# I'm new here and wondering.....



## Mom2DecBoyz (Dec 23, 2010)

Does anyone else not have a thing in common with their spouse anymore?

We've been married for 10yrs and I don't think we had much in common before, but lately it's been horribly obvious. We don't like the same tv shows, activities, books, we don't even like to talk about the same things. Honestly, there is NOTHING we have in common but our kids.

I do love him and wish it could work, but I'm starting to have serious doubts. I'm only 41 and keep thinking about the next 20-30 yrs with nothing to even talk about except our kids or what the next vacation might be.

Is it possible to keep a marriage going with this situation?? Any advice on what to do to fix the problem?


----------



## chefmaster (Oct 30, 2010)

Mom2DecBoyz said:


> Any advice on what to do to fix the problem?


Communication.
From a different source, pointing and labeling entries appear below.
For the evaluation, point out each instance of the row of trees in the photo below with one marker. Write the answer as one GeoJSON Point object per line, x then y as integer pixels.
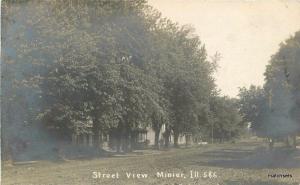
{"type": "Point", "coordinates": [110, 66]}
{"type": "Point", "coordinates": [274, 110]}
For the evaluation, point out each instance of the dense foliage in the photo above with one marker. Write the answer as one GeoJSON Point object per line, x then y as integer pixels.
{"type": "Point", "coordinates": [108, 67]}
{"type": "Point", "coordinates": [274, 109]}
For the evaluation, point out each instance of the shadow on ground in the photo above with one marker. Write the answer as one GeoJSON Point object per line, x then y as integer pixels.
{"type": "Point", "coordinates": [252, 159]}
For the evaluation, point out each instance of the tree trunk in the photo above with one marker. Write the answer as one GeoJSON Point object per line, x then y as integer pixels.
{"type": "Point", "coordinates": [176, 136]}
{"type": "Point", "coordinates": [294, 141]}
{"type": "Point", "coordinates": [167, 138]}
{"type": "Point", "coordinates": [156, 139]}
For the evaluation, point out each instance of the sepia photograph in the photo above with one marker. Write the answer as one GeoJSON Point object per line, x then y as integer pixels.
{"type": "Point", "coordinates": [150, 92]}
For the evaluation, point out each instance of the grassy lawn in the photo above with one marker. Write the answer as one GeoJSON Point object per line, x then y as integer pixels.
{"type": "Point", "coordinates": [244, 163]}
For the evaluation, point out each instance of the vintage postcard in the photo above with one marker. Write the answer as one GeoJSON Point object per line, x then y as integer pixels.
{"type": "Point", "coordinates": [158, 92]}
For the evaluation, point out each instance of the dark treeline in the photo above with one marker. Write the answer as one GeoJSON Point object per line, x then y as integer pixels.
{"type": "Point", "coordinates": [274, 109]}
{"type": "Point", "coordinates": [100, 66]}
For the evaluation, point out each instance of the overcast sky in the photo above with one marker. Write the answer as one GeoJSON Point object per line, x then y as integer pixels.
{"type": "Point", "coordinates": [246, 33]}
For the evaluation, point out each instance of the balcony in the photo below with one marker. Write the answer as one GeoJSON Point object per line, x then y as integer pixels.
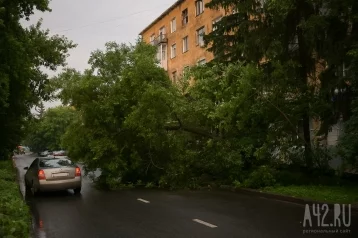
{"type": "Point", "coordinates": [161, 39]}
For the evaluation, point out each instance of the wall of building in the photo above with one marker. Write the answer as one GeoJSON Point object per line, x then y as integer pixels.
{"type": "Point", "coordinates": [195, 52]}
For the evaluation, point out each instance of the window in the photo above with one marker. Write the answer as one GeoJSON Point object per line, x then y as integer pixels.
{"type": "Point", "coordinates": [173, 25]}
{"type": "Point", "coordinates": [174, 76]}
{"type": "Point", "coordinates": [173, 52]}
{"type": "Point", "coordinates": [185, 44]}
{"type": "Point", "coordinates": [201, 62]}
{"type": "Point", "coordinates": [56, 163]}
{"type": "Point", "coordinates": [152, 38]}
{"type": "Point", "coordinates": [199, 5]}
{"type": "Point", "coordinates": [200, 36]}
{"type": "Point", "coordinates": [162, 33]}
{"type": "Point", "coordinates": [164, 52]}
{"type": "Point", "coordinates": [215, 22]}
{"type": "Point", "coordinates": [186, 70]}
{"type": "Point", "coordinates": [185, 17]}
{"type": "Point", "coordinates": [34, 163]}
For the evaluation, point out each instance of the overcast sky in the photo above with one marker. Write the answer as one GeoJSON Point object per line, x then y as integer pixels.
{"type": "Point", "coordinates": [92, 23]}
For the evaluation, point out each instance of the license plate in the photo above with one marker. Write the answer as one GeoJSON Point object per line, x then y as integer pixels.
{"type": "Point", "coordinates": [60, 175]}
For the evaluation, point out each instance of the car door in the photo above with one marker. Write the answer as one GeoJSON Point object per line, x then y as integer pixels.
{"type": "Point", "coordinates": [32, 171]}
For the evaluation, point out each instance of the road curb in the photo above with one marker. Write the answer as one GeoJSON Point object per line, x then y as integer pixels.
{"type": "Point", "coordinates": [32, 228]}
{"type": "Point", "coordinates": [284, 198]}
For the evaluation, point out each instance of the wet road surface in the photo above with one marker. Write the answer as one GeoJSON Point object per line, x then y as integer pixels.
{"type": "Point", "coordinates": [150, 213]}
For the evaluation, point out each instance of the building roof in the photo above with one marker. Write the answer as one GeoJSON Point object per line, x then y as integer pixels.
{"type": "Point", "coordinates": [166, 12]}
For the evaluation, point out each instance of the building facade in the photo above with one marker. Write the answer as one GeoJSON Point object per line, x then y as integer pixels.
{"type": "Point", "coordinates": [178, 34]}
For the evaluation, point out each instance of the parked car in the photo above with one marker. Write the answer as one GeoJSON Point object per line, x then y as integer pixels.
{"type": "Point", "coordinates": [53, 174]}
{"type": "Point", "coordinates": [45, 153]}
{"type": "Point", "coordinates": [59, 153]}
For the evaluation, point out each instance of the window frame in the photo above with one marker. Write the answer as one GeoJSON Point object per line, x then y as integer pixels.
{"type": "Point", "coordinates": [186, 17]}
{"type": "Point", "coordinates": [185, 39]}
{"type": "Point", "coordinates": [172, 47]}
{"type": "Point", "coordinates": [214, 22]}
{"type": "Point", "coordinates": [200, 36]}
{"type": "Point", "coordinates": [173, 25]}
{"type": "Point", "coordinates": [199, 7]}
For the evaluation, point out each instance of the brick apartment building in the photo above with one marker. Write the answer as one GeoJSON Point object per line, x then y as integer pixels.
{"type": "Point", "coordinates": [178, 34]}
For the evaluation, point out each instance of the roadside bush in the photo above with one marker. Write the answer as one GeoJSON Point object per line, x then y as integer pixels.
{"type": "Point", "coordinates": [264, 176]}
{"type": "Point", "coordinates": [14, 214]}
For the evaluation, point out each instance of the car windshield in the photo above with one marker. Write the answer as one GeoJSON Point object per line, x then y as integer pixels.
{"type": "Point", "coordinates": [56, 163]}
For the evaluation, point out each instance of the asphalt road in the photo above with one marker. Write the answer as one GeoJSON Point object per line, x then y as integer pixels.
{"type": "Point", "coordinates": [150, 213]}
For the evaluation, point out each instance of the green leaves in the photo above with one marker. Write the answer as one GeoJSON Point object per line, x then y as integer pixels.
{"type": "Point", "coordinates": [23, 53]}
{"type": "Point", "coordinates": [47, 132]}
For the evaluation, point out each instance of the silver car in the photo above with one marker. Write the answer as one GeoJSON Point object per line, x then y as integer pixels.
{"type": "Point", "coordinates": [52, 174]}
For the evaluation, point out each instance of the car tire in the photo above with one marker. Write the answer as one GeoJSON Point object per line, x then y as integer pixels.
{"type": "Point", "coordinates": [77, 190]}
{"type": "Point", "coordinates": [34, 191]}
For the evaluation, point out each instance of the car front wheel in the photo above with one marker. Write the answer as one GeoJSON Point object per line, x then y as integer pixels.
{"type": "Point", "coordinates": [77, 190]}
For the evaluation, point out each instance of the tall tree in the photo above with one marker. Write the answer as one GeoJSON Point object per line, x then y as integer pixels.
{"type": "Point", "coordinates": [309, 38]}
{"type": "Point", "coordinates": [23, 51]}
{"type": "Point", "coordinates": [47, 131]}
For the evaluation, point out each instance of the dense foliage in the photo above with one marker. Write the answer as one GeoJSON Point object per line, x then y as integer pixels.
{"type": "Point", "coordinates": [15, 219]}
{"type": "Point", "coordinates": [23, 52]}
{"type": "Point", "coordinates": [245, 120]}
{"type": "Point", "coordinates": [47, 131]}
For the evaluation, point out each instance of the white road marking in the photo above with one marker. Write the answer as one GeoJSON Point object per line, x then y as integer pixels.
{"type": "Point", "coordinates": [142, 200]}
{"type": "Point", "coordinates": [204, 223]}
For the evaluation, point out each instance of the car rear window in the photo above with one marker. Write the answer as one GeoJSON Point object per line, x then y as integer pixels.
{"type": "Point", "coordinates": [56, 163]}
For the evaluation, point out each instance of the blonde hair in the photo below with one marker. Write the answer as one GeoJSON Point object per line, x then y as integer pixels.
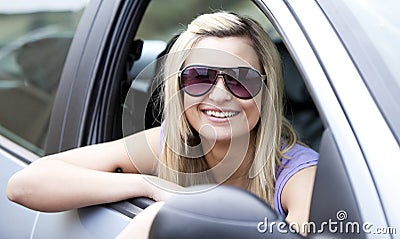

It's not so much the lack of things in common as it is the lack of effort in trying to figure out "What are we going to do together?"

It can be attributed to lack of energy, stress and many other things. 

Some people refer to it as a rut, some say it's a cycle that comes around naturally every so many years.

I personally feel the best way to mix things up is to introduce new people into the equation. Married friends to do things with=something in common for you and your husband to do on a regular basis+the new friends introduce new ideas(whether you like it or not ) about tv shows, activities, books and things in common to talk about.


Whether you do it by yourselves or not, communication, creativity and persistance are key IMO.


----------